- Wall Street stalwarts are intensifying their commitment to putting assets on distributed ledgers.
- JPMorgan Chase and Visa join BlackRock and Franklin Templeton in pursuit of new infrastructure.
- Complexity of different assets and financial system will be a challenge.
In a major effort to upgrade the backbone of the global financial system, JPMorgan Chase and Visa have joined a project to test the feasibility of tokenising cash and other assets, SIFMA, a securities industry trade group announced Wednesday.
The project will also examine how such a system might fit in the financial regulatory regime that governs the markets and the global payment systems.
Tokenisation has emerged as a prime goal of influential players on traditional finance, such as BlackRock CEO Larry Fink, as well as crypto platforms like Berlin-based Swarm Markets.
This is because transforming a security such as a stock or a bond into a tokenised asset akin to Bitcoin promises to make it easier to process and trade. Tokenising these assets on a distributed digital ledger and recording them in a single record of account could improve settlement times and costs.
Tokenisation also holds promise for the Byzantine world of payments processing, where Visa and Mastercard, as well as PayPal, are giants.
The catch
The catch is that different assets behave in very different ways, and present contrasting risk and reward dynamics for users. A US Treasury bond, for instance, is a very different instrument than cash or stocks, each of which are processed and transmitted from market to market in their own systems.

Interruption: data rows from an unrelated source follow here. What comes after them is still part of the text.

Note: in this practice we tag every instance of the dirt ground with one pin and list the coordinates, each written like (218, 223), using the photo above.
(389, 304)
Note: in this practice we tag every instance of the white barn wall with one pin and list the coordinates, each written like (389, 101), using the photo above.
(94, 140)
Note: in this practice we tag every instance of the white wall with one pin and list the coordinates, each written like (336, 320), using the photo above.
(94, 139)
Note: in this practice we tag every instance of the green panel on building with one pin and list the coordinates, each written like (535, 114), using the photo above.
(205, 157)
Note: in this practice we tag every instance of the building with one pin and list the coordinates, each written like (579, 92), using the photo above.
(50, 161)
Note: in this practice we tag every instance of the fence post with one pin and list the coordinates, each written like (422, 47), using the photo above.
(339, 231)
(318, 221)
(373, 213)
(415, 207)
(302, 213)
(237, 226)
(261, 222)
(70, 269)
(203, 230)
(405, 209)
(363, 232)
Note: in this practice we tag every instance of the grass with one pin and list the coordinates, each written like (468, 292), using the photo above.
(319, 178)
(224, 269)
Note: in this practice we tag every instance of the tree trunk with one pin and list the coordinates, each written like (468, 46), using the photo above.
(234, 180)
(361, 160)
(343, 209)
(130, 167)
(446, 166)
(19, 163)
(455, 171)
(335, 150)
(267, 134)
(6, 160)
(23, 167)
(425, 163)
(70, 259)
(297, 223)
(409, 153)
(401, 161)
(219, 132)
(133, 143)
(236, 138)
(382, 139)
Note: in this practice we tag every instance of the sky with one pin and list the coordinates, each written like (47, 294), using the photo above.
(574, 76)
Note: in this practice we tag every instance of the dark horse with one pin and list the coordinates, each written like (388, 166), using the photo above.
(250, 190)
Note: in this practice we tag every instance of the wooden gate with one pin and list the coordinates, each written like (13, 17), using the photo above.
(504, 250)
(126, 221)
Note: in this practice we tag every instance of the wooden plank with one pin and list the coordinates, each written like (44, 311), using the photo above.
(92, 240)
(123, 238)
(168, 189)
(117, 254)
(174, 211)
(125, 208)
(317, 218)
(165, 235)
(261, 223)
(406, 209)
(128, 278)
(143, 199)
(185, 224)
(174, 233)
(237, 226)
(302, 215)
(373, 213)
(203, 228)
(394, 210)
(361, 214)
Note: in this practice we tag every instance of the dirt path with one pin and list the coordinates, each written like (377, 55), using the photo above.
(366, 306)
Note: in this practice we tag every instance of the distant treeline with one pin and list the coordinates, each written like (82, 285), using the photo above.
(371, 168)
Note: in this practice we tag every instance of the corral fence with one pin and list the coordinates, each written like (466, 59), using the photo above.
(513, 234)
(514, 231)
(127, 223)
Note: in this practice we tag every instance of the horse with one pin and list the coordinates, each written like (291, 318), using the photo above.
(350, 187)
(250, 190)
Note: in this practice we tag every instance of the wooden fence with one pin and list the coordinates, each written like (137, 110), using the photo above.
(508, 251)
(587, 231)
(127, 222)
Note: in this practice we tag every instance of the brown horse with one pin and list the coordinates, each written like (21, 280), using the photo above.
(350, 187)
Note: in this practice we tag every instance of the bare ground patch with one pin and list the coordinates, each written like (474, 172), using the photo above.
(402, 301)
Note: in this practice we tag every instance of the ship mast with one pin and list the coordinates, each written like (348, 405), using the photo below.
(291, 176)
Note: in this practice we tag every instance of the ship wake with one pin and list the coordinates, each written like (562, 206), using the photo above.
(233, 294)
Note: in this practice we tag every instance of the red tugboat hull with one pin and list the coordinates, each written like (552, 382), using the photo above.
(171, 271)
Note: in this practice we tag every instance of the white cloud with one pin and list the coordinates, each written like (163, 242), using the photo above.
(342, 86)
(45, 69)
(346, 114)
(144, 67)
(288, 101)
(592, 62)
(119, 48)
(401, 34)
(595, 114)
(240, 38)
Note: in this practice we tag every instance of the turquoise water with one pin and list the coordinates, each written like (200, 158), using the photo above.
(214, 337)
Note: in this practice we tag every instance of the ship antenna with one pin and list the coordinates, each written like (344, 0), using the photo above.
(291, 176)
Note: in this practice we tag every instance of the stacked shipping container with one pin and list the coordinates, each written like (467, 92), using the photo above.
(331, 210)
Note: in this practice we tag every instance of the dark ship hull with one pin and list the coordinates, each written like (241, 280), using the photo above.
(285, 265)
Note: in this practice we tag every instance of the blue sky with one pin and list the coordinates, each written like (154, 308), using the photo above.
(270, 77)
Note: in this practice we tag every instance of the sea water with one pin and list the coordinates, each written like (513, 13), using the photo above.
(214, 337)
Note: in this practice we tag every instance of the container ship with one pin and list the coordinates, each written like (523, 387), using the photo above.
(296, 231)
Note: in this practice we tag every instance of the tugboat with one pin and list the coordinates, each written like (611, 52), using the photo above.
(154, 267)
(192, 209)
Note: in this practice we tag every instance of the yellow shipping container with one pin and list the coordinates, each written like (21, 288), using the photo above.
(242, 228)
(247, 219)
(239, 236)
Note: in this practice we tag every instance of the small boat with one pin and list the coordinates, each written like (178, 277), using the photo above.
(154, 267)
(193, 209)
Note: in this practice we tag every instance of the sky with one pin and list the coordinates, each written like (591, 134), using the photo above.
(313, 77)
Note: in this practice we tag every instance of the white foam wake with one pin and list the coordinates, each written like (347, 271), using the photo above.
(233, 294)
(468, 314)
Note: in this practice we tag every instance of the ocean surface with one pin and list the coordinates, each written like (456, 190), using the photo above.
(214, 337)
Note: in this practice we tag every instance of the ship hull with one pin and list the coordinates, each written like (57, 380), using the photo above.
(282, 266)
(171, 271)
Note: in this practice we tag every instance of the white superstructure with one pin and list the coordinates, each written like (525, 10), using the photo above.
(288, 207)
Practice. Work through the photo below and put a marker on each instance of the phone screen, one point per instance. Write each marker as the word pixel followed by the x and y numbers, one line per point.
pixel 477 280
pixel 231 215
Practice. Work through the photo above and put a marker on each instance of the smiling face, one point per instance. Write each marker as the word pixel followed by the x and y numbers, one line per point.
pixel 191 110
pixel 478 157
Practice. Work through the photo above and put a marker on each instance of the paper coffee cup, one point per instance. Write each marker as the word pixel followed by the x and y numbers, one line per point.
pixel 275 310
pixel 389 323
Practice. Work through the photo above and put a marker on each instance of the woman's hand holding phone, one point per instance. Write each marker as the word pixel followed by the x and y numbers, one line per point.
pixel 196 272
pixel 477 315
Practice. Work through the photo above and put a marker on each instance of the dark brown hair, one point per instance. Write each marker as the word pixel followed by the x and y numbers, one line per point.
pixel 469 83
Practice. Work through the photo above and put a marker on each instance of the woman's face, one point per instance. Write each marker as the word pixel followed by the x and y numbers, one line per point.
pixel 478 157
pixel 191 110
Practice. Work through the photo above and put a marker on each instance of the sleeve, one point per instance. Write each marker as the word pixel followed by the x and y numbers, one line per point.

SIFMA acknowledged this complexity and the challenge it poses for institutions.
The fact tokenisation is attracting the likes of JPMorgan and Visa underscores how important the financial establishment deems blockchain technology.
It’s unclear whether the project’s participants will turn to a public blockchain such as Ethereum, or a private network like JPMorgan’s Onyx ledger. A bespoke network for the pilot is also a possibility.
SIFMA did not immediately respond to DL News’ request for comment.
Tokenising all the things
Pitched as one of the key use cases for blockchain technology, tokenisation is finally gaining serious traction.
Heavyweights like BlackRock, the top money manager worldwide with $9.1 trillion in assets, and Franklin Templeton have already moved ahead with their own tokenisation plays.
BUIDL, or the BlackRock USD Institutional Digital Liquidity Fund, holds a mix of cash, short-term debt agreements, and US Treasury bonds. It has raked in $382 million since its launch on March 20.
In April, Franklin Templeton, which manages more than $1.5 trillion in assets, enabled the peer-to-peer transfer of BENJI, its yield-bearing, dollar-pegged token.
The BENJI token is a share in the firm’s $380 million US Government Money Fund launched on the Stellar blockchain.